The other missing ingredient in AAR 2.0 is programming. They are a radio service with a website (not the other way around). Besides Lionel, I see nothing new, better or different in AAR's programming here.
However, the sleeper story in all this is Thom Hartmann signing with WYD Media, the outfit which produces Stephanie Miller. Who owns the Thom Hartmann Show is not clear, but given WYD's history with Jones Radio, this opens the door that Thom might not be around for AAR 2.5.
Now if WYD or P1 can just get Randi maybe progressive talk radio can start to move without the albatross of AAR around it's neck.

Casey Buck said...

Thom actually owns his own show; this dates back to when he used to self-syndicate for awhile after IE America folded and before Air America added him to their syndication division.

On Thom's website, it says "News flash - Air America Radio and progressive talk radio personality Thom Hartmann has selected Ron Hartenbaum's WYD Media Management to manage his broadcast and other media projects. Longtime industry vet Hartenbaum also reps Stephanie Miller."

Does this mean that Thom will be leaving Air America completely, or will WYD be merely assisting in the show's production, with Thom's broadcast remaining on the AAR feed?

ltr said...

As far as Hartmann goes, I think you all are reading too much into it. I got word the other day on it (the press release came out Monday), but just couldn't find a way to work it in.

Basically, Hartmann has signed with WYD Media. They are basically a rep firm that also develops radio shows. The founder is Ron Hartenbaum, who used to work for Jones MediaAmerica. Their other big client is Stephanie Miller. I wouldn't read too much else into it. The press release says that WYD will "manage his broadcast and other media projects." In other words, an agent. As for his show, Hartmann has claimed that he is the owner. A few other AAR hosts own their shows as well. If AAR went away tomorrow, he'd still be around. But at the same time, AAR distributes it.

Again, it sounds like merely a representation and management deal. Just like Leigh Steinberg represents football players. I wouldn't read any further than that.

will_in_chicago said...

While the site looks good visually, it lacks a lot in functionality. There are no links to the weekend shows on the front, searches reveal many links for old shows that lead back to the main site, and I have to say that I am not impressed. Nova M's website has better functionality at this point.

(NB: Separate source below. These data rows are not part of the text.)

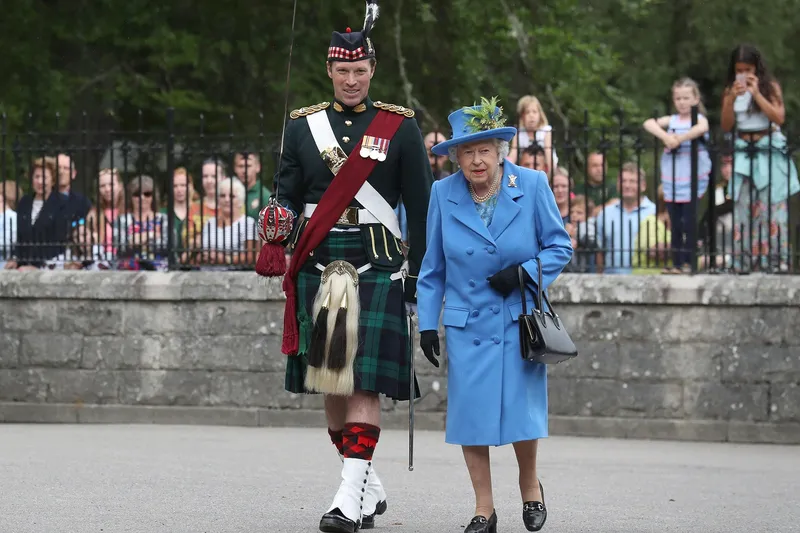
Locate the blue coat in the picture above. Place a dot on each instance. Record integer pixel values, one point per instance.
(494, 396)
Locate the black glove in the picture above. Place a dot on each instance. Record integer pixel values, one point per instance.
(429, 342)
(507, 280)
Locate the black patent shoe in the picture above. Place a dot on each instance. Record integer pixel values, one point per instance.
(534, 514)
(480, 524)
(368, 521)
(336, 522)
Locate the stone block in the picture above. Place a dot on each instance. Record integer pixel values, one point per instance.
(51, 350)
(38, 413)
(22, 385)
(81, 386)
(233, 318)
(230, 286)
(724, 401)
(164, 387)
(607, 397)
(86, 317)
(785, 402)
(27, 316)
(313, 401)
(759, 363)
(596, 359)
(690, 361)
(253, 352)
(9, 350)
(132, 352)
(251, 389)
(157, 318)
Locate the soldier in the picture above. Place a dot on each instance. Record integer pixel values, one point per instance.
(346, 165)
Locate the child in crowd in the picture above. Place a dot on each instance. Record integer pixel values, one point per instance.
(676, 132)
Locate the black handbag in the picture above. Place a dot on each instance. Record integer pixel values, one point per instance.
(542, 336)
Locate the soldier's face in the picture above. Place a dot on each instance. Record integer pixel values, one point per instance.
(351, 80)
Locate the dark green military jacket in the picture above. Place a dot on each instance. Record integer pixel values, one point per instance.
(406, 173)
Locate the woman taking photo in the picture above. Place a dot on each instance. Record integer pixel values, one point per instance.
(761, 184)
(496, 216)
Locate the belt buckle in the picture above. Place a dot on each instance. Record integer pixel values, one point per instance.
(349, 217)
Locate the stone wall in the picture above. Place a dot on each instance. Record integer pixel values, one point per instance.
(701, 358)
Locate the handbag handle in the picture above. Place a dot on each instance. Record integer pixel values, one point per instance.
(541, 295)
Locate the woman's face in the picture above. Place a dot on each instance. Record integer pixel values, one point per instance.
(180, 187)
(109, 188)
(226, 202)
(42, 181)
(561, 189)
(211, 175)
(479, 161)
(577, 213)
(531, 118)
(142, 201)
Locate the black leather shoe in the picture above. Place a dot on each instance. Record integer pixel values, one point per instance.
(534, 514)
(336, 522)
(368, 521)
(480, 524)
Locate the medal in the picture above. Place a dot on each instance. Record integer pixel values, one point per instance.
(374, 148)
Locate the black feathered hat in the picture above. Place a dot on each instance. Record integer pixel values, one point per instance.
(355, 45)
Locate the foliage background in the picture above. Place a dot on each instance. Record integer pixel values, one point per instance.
(119, 64)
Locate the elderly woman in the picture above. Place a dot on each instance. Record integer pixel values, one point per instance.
(496, 216)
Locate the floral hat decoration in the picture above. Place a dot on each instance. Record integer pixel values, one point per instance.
(476, 123)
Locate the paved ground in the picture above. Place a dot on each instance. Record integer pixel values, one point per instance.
(181, 479)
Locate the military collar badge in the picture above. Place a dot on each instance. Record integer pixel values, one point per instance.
(339, 108)
(374, 148)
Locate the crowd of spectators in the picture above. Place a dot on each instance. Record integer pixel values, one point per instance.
(619, 221)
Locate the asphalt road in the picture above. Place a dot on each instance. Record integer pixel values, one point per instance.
(189, 479)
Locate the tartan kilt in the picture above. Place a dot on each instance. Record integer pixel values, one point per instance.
(382, 361)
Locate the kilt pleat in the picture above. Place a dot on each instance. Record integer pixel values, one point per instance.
(382, 360)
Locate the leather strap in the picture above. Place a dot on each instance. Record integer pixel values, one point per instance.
(540, 292)
(329, 149)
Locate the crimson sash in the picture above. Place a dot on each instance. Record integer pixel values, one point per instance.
(334, 201)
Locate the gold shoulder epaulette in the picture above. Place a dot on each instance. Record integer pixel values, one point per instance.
(400, 110)
(305, 111)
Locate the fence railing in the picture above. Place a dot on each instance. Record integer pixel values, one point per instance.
(164, 199)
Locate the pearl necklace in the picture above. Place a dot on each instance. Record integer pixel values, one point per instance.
(492, 190)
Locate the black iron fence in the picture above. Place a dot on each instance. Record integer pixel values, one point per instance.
(173, 199)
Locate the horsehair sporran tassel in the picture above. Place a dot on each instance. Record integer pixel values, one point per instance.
(337, 356)
(319, 332)
(337, 348)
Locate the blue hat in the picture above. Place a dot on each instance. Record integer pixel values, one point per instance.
(476, 123)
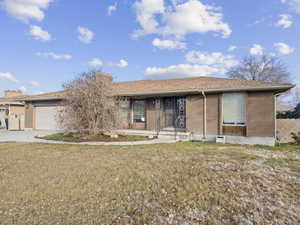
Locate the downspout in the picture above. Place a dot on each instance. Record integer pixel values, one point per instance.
(204, 115)
(275, 115)
(8, 119)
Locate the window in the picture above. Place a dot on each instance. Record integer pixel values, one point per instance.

I am still having problems linking threads to the site. (Not sure why. I enter the password and the pop up refreshes and clears itself.) I started a thread on this at the Unfiltered News Network called AAR 2.0 website is up: http://unfilterednewsnetwork.com/phpBB3/viewtopic.php?f=23&t=18104

Luther Blissett said...

The new website is an abomination, based on a Drupal frontend with numerous 'tweaks' by someone who thinks that XHTML is HTML without the freedom. The code is repeated, the CSS is bad and they're paying for the extra bandwidth from the repeated javascript clickthrus that appear to be missing the tracking URLs.

If they paid money for it to be developed, then need to get lawyers involved, as it's barely functional. From a technical standpoint, if anyone of my programmers produced this;

div class="block block-block" id="block-block-7

I'd cut their fingers off and use the blood to scrawl the word 'semantics' across their desktop. As someone with a decade producing websites I'm vastly irritated by 'web 2.0' appearing to consist of barely usable websites.

Incidentally, the technicalities of web 2.0 are to provide a rich user experience, the social interconection thing is approaching it's omega point (two 'social networking' projects cancelled in the last month).